Fig. 10.   Predicted drillability level-value profile of the formation to be drilled in the third section.


The practice of Well A shows that the well-seismic information integration guided drilling plays an important role in optimizing drilling in real time, hence it will have great potential and broad application prospects.

4. Conclusions

The well-seismic integration guided drilling technology mainly include 3 key parts, the update of seismic velocity of drilled formation, prediction of seismic velocity of the formation to be drilled, and the prediction of geological characteristics and description of geological environmental factors of the formation to be drilled.

For the shallow formation without logging data, seismic velocity can be corrected and updated by combining mud logging horizons with seismic interpretation data, so that the seismic imaging depth can be close to the true depth of horizon; for the deep formation with logging data, the low-frequency component of acoustic logging data needs to be reconstructed, and the logging velocity scale can be adjusted consistent with the seismic scale by using Gaussian smoothing method.

In the three-dimensional velocity modeling of drilled section, the elliptic equation interpolation algorithm in partial differential equation can result in quite high precision; after obtaining the seismic velocity model updated by the interpolation of drilled section, the final seismic velocity model of drilled section can be obtained from integration by using Gabor transform and inverse transformation.

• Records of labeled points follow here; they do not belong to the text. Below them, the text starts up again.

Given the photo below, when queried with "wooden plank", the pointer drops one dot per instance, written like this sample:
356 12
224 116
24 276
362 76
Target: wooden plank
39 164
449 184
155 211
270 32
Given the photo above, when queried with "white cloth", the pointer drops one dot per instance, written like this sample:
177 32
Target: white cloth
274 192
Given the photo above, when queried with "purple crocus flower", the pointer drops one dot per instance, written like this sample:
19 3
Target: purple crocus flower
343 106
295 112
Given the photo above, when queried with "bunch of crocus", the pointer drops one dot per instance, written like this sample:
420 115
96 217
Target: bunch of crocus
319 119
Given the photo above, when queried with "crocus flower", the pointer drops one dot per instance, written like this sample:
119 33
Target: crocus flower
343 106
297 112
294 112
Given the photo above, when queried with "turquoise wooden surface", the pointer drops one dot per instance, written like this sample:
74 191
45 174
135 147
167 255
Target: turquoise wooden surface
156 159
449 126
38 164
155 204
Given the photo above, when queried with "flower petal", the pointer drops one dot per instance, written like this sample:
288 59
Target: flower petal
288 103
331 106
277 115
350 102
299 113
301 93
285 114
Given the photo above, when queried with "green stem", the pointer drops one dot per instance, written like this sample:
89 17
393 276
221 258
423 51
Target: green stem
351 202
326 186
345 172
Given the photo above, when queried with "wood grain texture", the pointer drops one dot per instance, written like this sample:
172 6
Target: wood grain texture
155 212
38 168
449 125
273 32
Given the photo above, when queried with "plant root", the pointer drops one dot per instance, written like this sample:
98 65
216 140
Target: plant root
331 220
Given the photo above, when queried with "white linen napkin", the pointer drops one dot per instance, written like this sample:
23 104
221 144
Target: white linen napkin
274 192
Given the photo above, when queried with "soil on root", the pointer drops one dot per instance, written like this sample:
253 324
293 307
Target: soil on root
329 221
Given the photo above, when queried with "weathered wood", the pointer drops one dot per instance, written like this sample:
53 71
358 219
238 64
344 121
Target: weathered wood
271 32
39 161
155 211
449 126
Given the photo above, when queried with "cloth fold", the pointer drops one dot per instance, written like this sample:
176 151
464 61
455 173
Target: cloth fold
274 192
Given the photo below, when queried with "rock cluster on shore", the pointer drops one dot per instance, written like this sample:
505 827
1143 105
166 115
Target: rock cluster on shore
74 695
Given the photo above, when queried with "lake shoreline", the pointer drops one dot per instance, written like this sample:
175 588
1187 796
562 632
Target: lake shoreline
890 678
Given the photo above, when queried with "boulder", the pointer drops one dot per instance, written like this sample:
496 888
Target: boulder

The residual curvature of imaging gathers is used to update the velocity parameters of the formation to be drilled, and the fast tomography method with simplified parameters can enhance the efficiency of seismic velocity modeling.

The prediction accuracy of geological features and drilling geological environmental factors ahead of bit can be improved using the corrected seismic image and seismic velocity model.

Field applications show that well-seismic integration guided drilling can predict geological features, drilling geological environmental factors and complex drilling problems ahead of bit timely and reduce the data processing cycle, with much higher efficiency and prediction accuracy. Its prediction results can provide scientific basis for optimizing drilling decision.

Nomenclature

cM―the velocity update coefficient of the M-th layer, dimensionless;

c0―the background parameter of tomography inversion with single layer, s/m;

c1―the perturbation parameter of single layer tomography inversion, dimensionless;

i―stratum number;

l1,i, l2,i―length of reflected rays corresponding to reflection angles θ1 and θ2 in the i-th horizon, m;

m―formation slowness, s/m;

M―seismic velocity updated layer number;

n―seismic interpreting horizon number in shallow area;

Tseis,M―time of seismic interpreting horizon M, s;

vcurr,M―average wellbore trajectory velocity of the M-th layer before updating, m/s;

vupd,i―average wellbore trajectory velocity of the i-th layer after updating, m/s;

z―formation depth, m;

ztrue―actual depth of the formation, m;

zmig,1, zmig,2―the imaging depths corresponding to the reflection angles θ1 and θ2, m;

αi, αM―stratum dips of the i-th and M-th layer, (°);

Δm―formation slowness disturbance, s/m;

θ1, θ2―reflection angle, (°);

φ―stratum dip at reflection point, (°).